4 de jul. de 2020

As duas Graças. (Felipe Azevedo)

Neste pequeno artigo quero propor uma pequena (mas não pouco importante) distinção entre a graça que chamamos de "salvadora" e a graça "comum". Quero fazê-lo com um intuito em particular: tornar claro que toda e qualquer manifestação de justiça humana provém de Deus.

A importância dessa distinção é clarear aquela velha e pertinente questão: se um não cristão, ou até ANTI cristão, manifesta aquela justiça requerida aos cristão, isso não seria uma prova de sua aceitação perante Deus? Ou ainda: se alguém que não frequenta a igreja, não ora, não participa dos sacramentos, enfim, não é alguém assumidamente religioso, mas pratica as mesmas obras por outros motivos, não teria este a mesma aceitação diante do tribunal de Deus?

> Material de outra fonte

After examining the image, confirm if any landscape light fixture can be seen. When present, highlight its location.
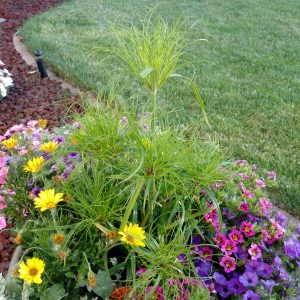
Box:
[34,49,48,79]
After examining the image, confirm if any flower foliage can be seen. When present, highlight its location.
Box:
[0,118,300,300]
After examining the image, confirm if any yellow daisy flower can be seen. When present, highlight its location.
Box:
[24,156,44,173]
[53,232,65,245]
[34,189,64,211]
[2,138,18,149]
[38,119,48,128]
[15,233,22,245]
[118,223,146,247]
[40,141,58,153]
[19,257,45,284]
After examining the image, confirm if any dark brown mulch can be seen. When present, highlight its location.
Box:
[0,0,81,134]
[0,0,81,273]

Bem, respondendo de maneira enfática as perguntas, a resposta é NÃO. Vamos às justificativas e uma breve explicação de cada uma destas "graças". 

Em primeiro lugar a graça comum. Chamamos esta benevolência divina de "comum" no sentido de que ela se manifesta "a todos os homens indistintamente". A bondade divina de fato alcança todos os homens de várias formas. Afinal de contas, toda a justiça, misericórdia, generosidade, amor, compaixão fluem de onde? Antes destas virtudes terem qualquer grau de influência no coração humano, elas vêm naturalmente do alto. Assim ensina Tiago: 

Toda a boa dádiva e todo o dom perfeito vem do alto, descendo do Pai das luzes, em quem não há mudança nem sombra de variação.

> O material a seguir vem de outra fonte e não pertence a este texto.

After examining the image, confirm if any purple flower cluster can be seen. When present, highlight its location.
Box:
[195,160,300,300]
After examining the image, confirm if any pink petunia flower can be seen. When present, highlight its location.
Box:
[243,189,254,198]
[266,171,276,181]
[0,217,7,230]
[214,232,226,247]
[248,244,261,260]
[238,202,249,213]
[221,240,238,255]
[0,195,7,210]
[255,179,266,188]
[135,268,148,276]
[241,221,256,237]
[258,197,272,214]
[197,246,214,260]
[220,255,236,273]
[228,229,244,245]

Portanto, Deus sempre é o maior interessado em promover o bem nos homens e entre os homens. Não há do que se gloriar diante de Deus. Através de leis, governos, arte, literatura, a natureza, a sabedoria contida na natureza, enfim, tantas quantas são possíveis de imaginar, são as formas ordinárias pelo qual Deus manifesta este zelo pela verdadeira justiça e bondade, apesar da resistência e violação humana.

Por vezes vemos homens se vangloriando destas virtudes como se partisse de nós mesmos tais coisas, quando na verdade o que é próprio da humanidade em geral, quando unidos ou em particular, é a manifestação da maldade. O que nós vemos constantemente é a violação da ordem natural e daquela moral intrínseca plantada por Deus no homem. Tudo o que é bom, portanto, em nós, provém dEle, e para Ele deveria ser oferecido em louvor e gratidão.

Por outro lado, quando tratamos da graça "salvadora", queremos dizer uma manifestação da misericórdia que nem todos os homens vem a experimentar. Esta graça é oferecida a todos, mas derramada sobre os fiéis. A Bíblia diz: "Deus amou o mundo de tal maneira, que deu o Seu Filho Unigênito, para que todo aquele que nele crer, não pereça, mas tenha vida eterna" (João 3:16). Esta graça produzirá no homem a natureza de Deus a partir do seu Espírito. Uma graça de dentro para fora. Extraordinária. Reproduzindo o caráter de Deus no homem caído. Passamos a "gerar" essa graça através de Cristo. É um recomeço.

Veja que há algumas semelhanças entre estas duas graças. Primeiro, ambas fluem de Deus para o homem. Segundo, procuram o bem do homem, a comunhão e o louvor de Deus. Terceiro, não dão espaço para vanglória humana; se na comum não havia, muito menos na salvadora. Porém, existem algumas diferenças fundamentais entre elas. Primeiro, como já dissemos, na comum todos os homens desfrutam, na salvadora apenas os fiéis. Segundo, na graça comum Deus abençoa por meio da ordem natural deste mundo, na salvadora por meio da Palavra, do Filho e do Espírito Santo. Terceiro, na graça comum os homens manifestam virtudes naturais, insuficientes para justifica-los; na salvadora, os fiéis manifestam o fruto do Espírito, evidências da justificação pela fé.

Portanto, um homem pode desfrutar da graça comum de Deus durante toda sua vida, sem desfrutar da graça salvadora. A maioria de nós somos como o "filho pródigo", usamos as riquezas do Pai para nosso próprio deleite, desperdiçando todas as bençãos de ordem natural com o pecado. Quando somos alcançados pela graça salvadora em Jesus, passamos não somente a usufruir de maneira espiritual a graça comum, mas experimentamos a "vida eterna", que não tem um sentido primário de "quantidade de vida", mas sim de "qualidade de vida". Uma vida reconciliada com Deus. Um relacionamento vivo e verdadeiro.

Precisamos buscar essa graça salvadora para podermos verdadeiramente usufruir da aceitação e comunhão com Deus. Para verdadeiramente ver a existência com a ótica divina. E isso somente é possível por meio do Filho de Deus, que nós dá o seu Espírito. Creia hoje, viva eternamente.